Beitrag von geHeimBrenner »

Guten Abend allerseits!

Ich habe das Thema gestern Abend schon in meinem Thread zum ersten Whisky-Versuch angeschnitten und befürchte, dass es noch etwas ausarten wird. Deshalb mal ein Thread im Anfängerbereich, eventuell gehört er aber auch in eine andere Kategorie eingeordnet.

Beim ersten Raubrand der zweiten Maische habe ich ein paar Notizen gemacht um mal ein Gefühl für den Ablauf und die Destille zu bekommen - Temperatur, Alkoholstärke am Kühler, Gesamtstärke der einzelnen Fraktionen zu je 100ml.
Diesmal wollte ich so genau wie mit vertretbarem Aufwand möglich dokumentieren. Beim letzten Brand der ersten Maische haben sich ja ein paar Ungereimtheiten aufgetan denen ich gerne auf die Spur gekommen wäre.

Derwo hatte angemerkt, dass die Alkoholstärke irgendwie nicht zu den gemessenen Temperaturen passt - entweder sind das Refraktometer und die Spindeln ungenau oder eben das Thermometer.
Gut, dagegen kann man ja etwas unternehmen. Also schnell mal den Thermometerfehler mit Eiwasser und einer Destillation von einem Liter Wasser ermittelt: 1 -0.316
Zusätzlich noch Infos zum Luftdruck eingeholt, welcher sich gewöhnlich zwischen 980 und 995 hPa bewegt. Soweit, so gut - nur geholfen hat es nicht viel.

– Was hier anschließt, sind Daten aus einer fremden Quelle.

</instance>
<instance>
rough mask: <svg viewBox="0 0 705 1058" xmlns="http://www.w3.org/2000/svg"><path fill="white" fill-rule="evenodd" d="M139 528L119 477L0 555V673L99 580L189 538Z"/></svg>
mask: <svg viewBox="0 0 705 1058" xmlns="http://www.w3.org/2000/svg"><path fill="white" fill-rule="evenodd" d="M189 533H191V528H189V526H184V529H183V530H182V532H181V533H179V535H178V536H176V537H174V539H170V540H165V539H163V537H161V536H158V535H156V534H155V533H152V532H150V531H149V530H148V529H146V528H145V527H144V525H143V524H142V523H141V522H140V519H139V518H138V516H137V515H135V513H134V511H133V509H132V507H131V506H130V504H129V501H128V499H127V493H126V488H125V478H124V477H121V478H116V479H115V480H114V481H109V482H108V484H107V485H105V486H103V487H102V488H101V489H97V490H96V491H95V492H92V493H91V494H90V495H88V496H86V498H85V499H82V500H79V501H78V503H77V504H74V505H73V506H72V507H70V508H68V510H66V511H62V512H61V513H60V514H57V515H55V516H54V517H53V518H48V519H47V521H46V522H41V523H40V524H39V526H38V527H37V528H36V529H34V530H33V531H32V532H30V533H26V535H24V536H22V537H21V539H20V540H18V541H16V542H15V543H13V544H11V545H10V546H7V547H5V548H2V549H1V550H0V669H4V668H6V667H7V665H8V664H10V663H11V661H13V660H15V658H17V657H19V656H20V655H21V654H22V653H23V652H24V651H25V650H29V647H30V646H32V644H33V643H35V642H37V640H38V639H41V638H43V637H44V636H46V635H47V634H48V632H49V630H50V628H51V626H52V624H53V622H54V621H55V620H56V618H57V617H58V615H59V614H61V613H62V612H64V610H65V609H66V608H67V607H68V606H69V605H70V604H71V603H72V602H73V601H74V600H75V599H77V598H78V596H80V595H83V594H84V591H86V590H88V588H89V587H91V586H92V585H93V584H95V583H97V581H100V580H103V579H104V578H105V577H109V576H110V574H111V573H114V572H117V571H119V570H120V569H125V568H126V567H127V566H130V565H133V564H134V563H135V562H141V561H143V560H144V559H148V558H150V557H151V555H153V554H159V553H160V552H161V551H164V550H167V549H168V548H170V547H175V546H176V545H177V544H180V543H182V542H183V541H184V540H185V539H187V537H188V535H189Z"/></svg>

Gemessene Werte beim 1. Raubrand (nur Sensor-Thermometer, Kühler-Messung mit Refraktometer; Messung beim ersten Tropfen und nach jeweils 100ml):
- 86,5 Grad bei 51% am Kühler
- 94,9 Grad bei 34% am Kühler
- 96,3 Grad bei 27% am Kühler
- 97,6 Grad bei 18% am Kühler
- 98,4 Grad bei 9% am Kühler
- 98,9 Grad bei 4% am Kühler
- 99,1 Grad bei 2% am Kühler
- 99,2 Grad bei 1% am Kühler

Derwo merkte dann an, dass es in den Messwerten schon wieder extreme Ungereimtheiten gibt. Im Siedediagramm sind z.B. (ohne Berücksichtigung von Modifikatoren) bei 94,9 Grad um die 46% angegeben. Mein Kühler-Tropfen hatte zu dieser Zeit allerdings nur 34%. Das würde wiederum einer Temperatur von über 97 Grad entsprechen. Refraktometer zu ungenau? Thermometer falsch? Ich blicke nicht mehr durch.

Im Thermometer-Positionierungs-Thread war davon die Rede, dass bei meiner Destillen-Bauart das Thermometer meist ungünstig sitzt. Ist natürlich auch bei meiner Destille der Fall. Das Thermometer befindet sich nicht am höchsten Punkt sondern relativ mittig bis oberes Drittel des Helms.
Siehe dazu folgendes Bild (das zweite Thermometer dient für den unten angeführten Vergleich):
IMG_3895.JPG
Meiner Meinung nach erklärt das aber nicht das aufgetretene Verhalten - ein zu weit unten positioniertes Thermometer müsste doch eigentlich höhere Temperaturen anzeigen, oder denke ich da grad in die falsche Richtung?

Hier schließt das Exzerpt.